Apr 13 2018 01:10:15.091Z DEBUG [ END ]  [vic/lib/tether.(*tether).launch:748] [560.275515ms] launching session 127d5827b5ceed157d8976cddb1ebb4f273a37d28ec7565404e08f69a4f71070
System.AggregateException: One or more errors occurred. (No such device or address) ---> System.Net.Internals.InternalSocketException: No such device or address
   at System.Net.Dns.HostResolutionEndHelper(IAsyncResult asyncResult)
   at System.Net.Dns.EndApr 13 2018 01:10:17.225Z DEBUG [0xc42027f9b0] write "System.AggregateException: One or more errors occurred. (No such device or address) ---> System.Net.Internals.InternalSocketException: No such device or address\n   at System.Net.Dns.HostResolutionEndHelper(IAsyncResult asyncResult)\n   at System.Net.Dns.End" to 2 writers (err: <nil>)
GetHostAddresses(IAsyncResult asyncResult)
   at System.Threading.Tasks.TaskFactory`1.FromAsyncCoreLogic(IAsyncResult iar, Func`2 endFunction, Action`1 endAction, Task`1 promise, Boolean requiresSynchronization)
   --- End of inner exception stack trace ---
   at System.Threading.Tasks.Task.ThrowIfExceptional(Boolean includeTaskCanceledExceptions)
   at System.Threading.Tasks.Task`1.GetResultCore(Boolean waitCompletionNotification)
   at Npgsql.NpgsqlConnector.Connect(NpgsqlTimeout timeout)
   at Npgsql.NpgsqlConnector.RawOpen(NpgsqlTimeout timeout)

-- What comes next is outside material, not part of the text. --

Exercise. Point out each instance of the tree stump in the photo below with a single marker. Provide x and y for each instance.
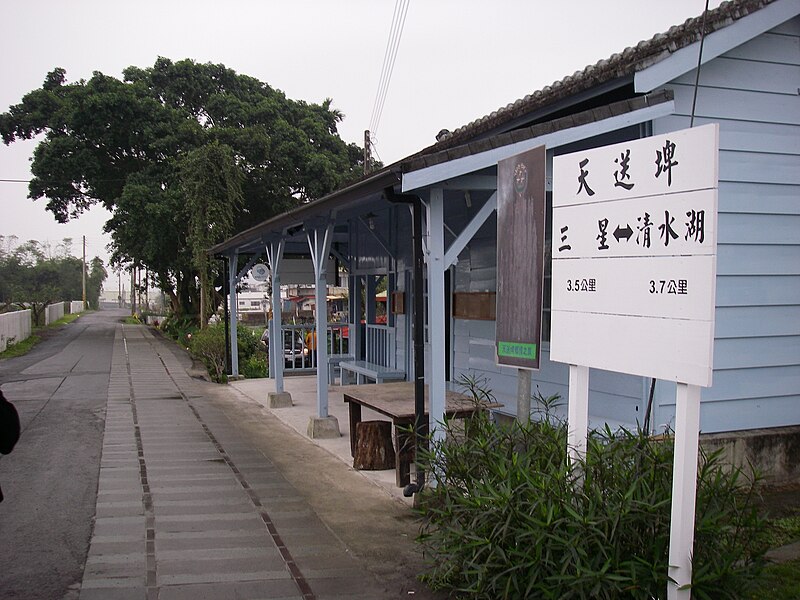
(374, 448)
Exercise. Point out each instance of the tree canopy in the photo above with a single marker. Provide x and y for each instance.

   at Npgsql.NpgsqlConnector.Open(NpgsqlTimeout timeout)
   at Npgsql.ConnectorPool.Allocate(NpgsqlConnection conn, NpgsqlTimeout timeout)
   at Npgsql.NpgsqlConnection.OpenInternal()
   at Worker.Program.OpenDbConnection(String connectionString)
   at Worker.Program.Main(String[] args)
---> (Inner Exception #0) System.Net.Internals.InternalSocketException: No such device or address
   at System.Net.Dns.HostResolutionEndHelper(IAsyncResult asyncResult)
   at System.Net.Dns.EndGetHostAddresses(IAsyncResult asyncResult)
   at System.Threading.Tasks.TaskFactory`1.FromAsyncCoreLogic(IAsyncResult iar, Func`2 endFunction, Action`1 endAction, Task`1 promise, Boolean requiresSynchronization)<---

Apr 13 2018 01:10:21.685Z DEBUG op=352.354: parsing alias :db
Apr 13 2018 01:10:21.685Z DEBUG adding alias votingapp_default:db -> db
Apr 13 2018 01:10:21.685Z DEBUG adding alias votingapp_default:c983d92a0bf8 -> db
Apr 13 2018 01:10:24.924Z DEBUG Found 2 subscribers to 156472: vsphere.VMEvent - redis-c683b9dab4db on  10.160.227.24 in dc1 is powered on
Apr 13 2018 01:10:24.924Z DEBUG Found 2 subscribers to 156471: vsphere.VMEvent - db-c983d92a0bf8 on  10.160.227.24 in dc1 is powered on
J6tmNJ3ZJBWAAw==358:M 13 Apr 01:10:43.170 * Ready to accept connections

In the passing scenario the alias was setup within 4 seconds of the container powering up, in the failing scenario the alias took over 31 seconds to be setup after powering on the container.